Describing transit systems using GTFS data in Python
After learning R during the spring semester (and tinkering with this site), I was eager to expand my programming knowledge, which led me to GEOG 6180 Geoprocessing with Python. The course had three main objectives:
- Learn fundamental principles of programming in Python
- Use Python to manipulate and analyze geographic data
- Write scripts for geoprocessing in Python and ArcGIS
I learned the basics of Python and arcpy
during the first few weeks of the semester before moving onto “classic” spatial analyses, such as calculating the optimal location for a site based on the minimum weighted travel distance or determining slope and aspect from a digital elevation model, or DEM. These assignments focused on the theory and structure behind each type of analysis and used simple inputs to illustrate the basic process.

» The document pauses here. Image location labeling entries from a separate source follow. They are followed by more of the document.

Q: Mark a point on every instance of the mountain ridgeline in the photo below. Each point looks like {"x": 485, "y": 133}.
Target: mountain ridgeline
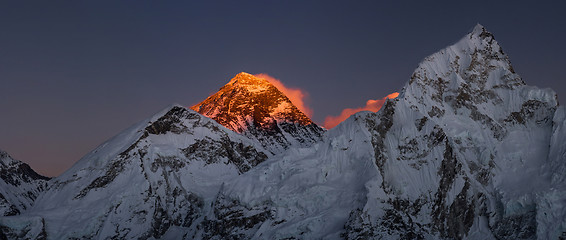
{"x": 466, "y": 151}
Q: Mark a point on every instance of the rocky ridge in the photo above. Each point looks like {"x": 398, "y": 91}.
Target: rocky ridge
{"x": 252, "y": 106}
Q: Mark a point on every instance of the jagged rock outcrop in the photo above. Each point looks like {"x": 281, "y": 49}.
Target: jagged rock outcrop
{"x": 465, "y": 151}
{"x": 155, "y": 179}
{"x": 252, "y": 106}
{"x": 19, "y": 185}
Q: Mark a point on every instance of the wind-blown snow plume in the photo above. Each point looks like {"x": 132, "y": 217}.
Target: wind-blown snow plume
{"x": 371, "y": 105}
{"x": 296, "y": 95}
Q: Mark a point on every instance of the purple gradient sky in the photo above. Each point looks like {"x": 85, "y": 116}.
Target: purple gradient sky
{"x": 75, "y": 73}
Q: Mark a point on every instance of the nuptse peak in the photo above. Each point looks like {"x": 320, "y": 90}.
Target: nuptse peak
{"x": 466, "y": 151}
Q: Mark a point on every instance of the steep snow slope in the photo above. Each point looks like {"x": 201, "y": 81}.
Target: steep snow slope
{"x": 254, "y": 107}
{"x": 467, "y": 150}
{"x": 155, "y": 177}
{"x": 19, "y": 185}
{"x": 463, "y": 152}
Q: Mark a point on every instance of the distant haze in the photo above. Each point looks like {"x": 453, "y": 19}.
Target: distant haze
{"x": 75, "y": 73}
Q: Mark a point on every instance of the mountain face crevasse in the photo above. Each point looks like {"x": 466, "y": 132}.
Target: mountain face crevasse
{"x": 466, "y": 151}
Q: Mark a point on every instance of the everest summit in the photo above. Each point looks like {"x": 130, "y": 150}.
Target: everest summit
{"x": 466, "y": 151}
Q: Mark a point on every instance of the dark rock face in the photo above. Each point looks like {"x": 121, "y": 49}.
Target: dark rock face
{"x": 212, "y": 151}
{"x": 232, "y": 220}
{"x": 20, "y": 185}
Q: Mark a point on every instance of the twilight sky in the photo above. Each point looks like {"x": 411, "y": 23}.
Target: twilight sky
{"x": 75, "y": 73}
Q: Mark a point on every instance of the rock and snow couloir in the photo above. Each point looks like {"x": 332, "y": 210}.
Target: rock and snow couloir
{"x": 467, "y": 150}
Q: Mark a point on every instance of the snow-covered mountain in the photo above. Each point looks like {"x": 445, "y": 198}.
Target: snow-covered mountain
{"x": 147, "y": 181}
{"x": 467, "y": 150}
{"x": 254, "y": 107}
{"x": 19, "y": 185}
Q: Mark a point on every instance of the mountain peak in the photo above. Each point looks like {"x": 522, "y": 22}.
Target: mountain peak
{"x": 478, "y": 29}
{"x": 249, "y": 82}
{"x": 253, "y": 106}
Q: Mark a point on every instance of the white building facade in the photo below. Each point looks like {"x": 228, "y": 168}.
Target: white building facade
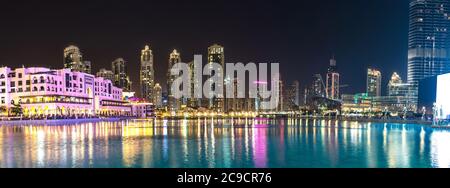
{"x": 47, "y": 92}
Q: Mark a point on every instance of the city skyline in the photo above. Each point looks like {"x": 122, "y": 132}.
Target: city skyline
{"x": 244, "y": 43}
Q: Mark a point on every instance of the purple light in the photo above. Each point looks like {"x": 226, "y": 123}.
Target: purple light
{"x": 260, "y": 82}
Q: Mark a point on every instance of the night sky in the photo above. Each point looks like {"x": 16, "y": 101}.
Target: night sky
{"x": 300, "y": 35}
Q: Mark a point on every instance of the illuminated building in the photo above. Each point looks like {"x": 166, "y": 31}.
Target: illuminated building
{"x": 396, "y": 87}
{"x": 296, "y": 90}
{"x": 147, "y": 74}
{"x": 107, "y": 74}
{"x": 43, "y": 92}
{"x": 173, "y": 103}
{"x": 157, "y": 100}
{"x": 318, "y": 86}
{"x": 216, "y": 55}
{"x": 429, "y": 39}
{"x": 121, "y": 79}
{"x": 332, "y": 82}
{"x": 291, "y": 97}
{"x": 442, "y": 105}
{"x": 373, "y": 82}
{"x": 73, "y": 60}
{"x": 193, "y": 101}
{"x": 141, "y": 109}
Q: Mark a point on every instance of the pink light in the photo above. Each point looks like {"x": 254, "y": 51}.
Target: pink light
{"x": 260, "y": 82}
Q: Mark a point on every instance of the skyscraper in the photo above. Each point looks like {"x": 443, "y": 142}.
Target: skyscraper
{"x": 73, "y": 60}
{"x": 216, "y": 55}
{"x": 147, "y": 74}
{"x": 193, "y": 102}
{"x": 107, "y": 74}
{"x": 373, "y": 83}
{"x": 332, "y": 83}
{"x": 157, "y": 97}
{"x": 174, "y": 58}
{"x": 121, "y": 78}
{"x": 429, "y": 39}
{"x": 317, "y": 88}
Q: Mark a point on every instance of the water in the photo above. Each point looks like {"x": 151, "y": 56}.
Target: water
{"x": 224, "y": 143}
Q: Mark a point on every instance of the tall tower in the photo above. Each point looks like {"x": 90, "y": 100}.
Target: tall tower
{"x": 73, "y": 60}
{"x": 373, "y": 83}
{"x": 429, "y": 39}
{"x": 216, "y": 55}
{"x": 296, "y": 90}
{"x": 174, "y": 58}
{"x": 107, "y": 74}
{"x": 332, "y": 83}
{"x": 147, "y": 74}
{"x": 121, "y": 79}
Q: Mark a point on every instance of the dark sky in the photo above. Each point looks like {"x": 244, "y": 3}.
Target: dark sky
{"x": 299, "y": 34}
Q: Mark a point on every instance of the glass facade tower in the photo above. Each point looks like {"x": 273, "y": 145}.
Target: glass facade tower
{"x": 429, "y": 40}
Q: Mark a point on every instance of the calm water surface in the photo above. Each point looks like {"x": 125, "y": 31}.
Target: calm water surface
{"x": 210, "y": 143}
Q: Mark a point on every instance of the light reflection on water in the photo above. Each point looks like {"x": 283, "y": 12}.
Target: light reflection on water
{"x": 210, "y": 143}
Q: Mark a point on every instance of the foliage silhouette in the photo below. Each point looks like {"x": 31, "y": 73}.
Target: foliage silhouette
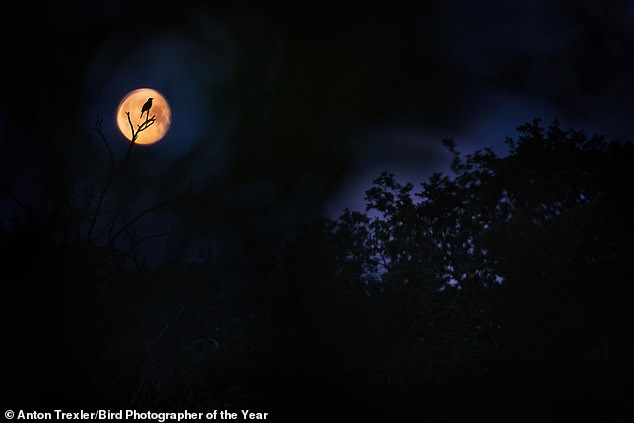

For my semester project, I decided to write a script to process General Transit Feed Specification data. GTFS is a standard text-based data format used by thousands of transit agencies worldwide to share operational data, including routes, schedules, live tracking, and more. A few months ago, I had seen two intriguing fellowships with the USDOT Bureau of Transportation Statistics that involved handling GTFS data, and I thought this would be the perfect opportunity to gain some firsthand experience.
I used Jupyter to write separate notebok scripts to describe a single bus system and compare two bus systems, which used the gtfs_functions
package to handle the initial data processing, geopandas
and pandas
for data analysis, and keplergl
for map visualizations. I won’t go into detail on the process since the notebooks include some commentary, but it was a great learning experience and now I have a script that can theoretically take any GTFS feed and spit out some basic statistics and maps.
I have a much stronger grasp of the basic fundamentals of programming after taking this course. Even though I had written plenty of R code during the spring, I was primarily focused on cleaning and analyzing specific datasets in a linear, step-by-step process. This course introduced functions, for
loops, if/elif/else
statements, and other statements or methods that will help me write more advanced scripts. Plus, knowing the basics of arcpy
will be a gamechanger as I work more in ArcGIS Pro. I’m excited to keep expanding my expertise in Python, especially as I begin thinking about what my early career could look like.